In the bid for good health we often consider diet and exercise but what about reducing stress to combat the growing national waistline? A study by the Institute of Public and Preventive Health at Georgia Health Sciences University suggests that learning to combat stress might be the key factor to improving health.
Researchers gathered a group of young African-American participants to study their response to stress and the impact this has on their blood pressure levels and sodium retention. Dr Gregory Harshfield, the hypertension researcher that led this study, found that 30 per cent of participants held onto 160mg of salt in response to stress. What’s more, their blood pressure reading went up seven points more than normal, and remained high for about an hour.
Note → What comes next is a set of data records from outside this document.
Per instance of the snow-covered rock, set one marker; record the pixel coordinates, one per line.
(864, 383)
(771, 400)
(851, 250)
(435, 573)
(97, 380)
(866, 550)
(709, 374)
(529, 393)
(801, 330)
"Every time they are stressed, they hold onto as much salt as you get eating a small order of French fries and this can occur many times over the course of even a good day,” Dr Harshfield told reporters. He says that while everyone knows stress and a high-salt diet is unhealthy, they are particularly hazardous for the participants in this risk group. A similar study also found that people of Anglo-Saxon descent also experience issues with stress and salt retention, with ten per cent falling into the high-risk group.
So what can be done to counter these adverse effects? Harshfield found that these dangerously high sodium levels could be lifted with a common blood pressure treatment, angiotensin receptor blockers. As for the simplest solution? Cut down on high-sodium culprits like restaurant meals and processed food and be mindful of the way you manage stress levels throughout the day.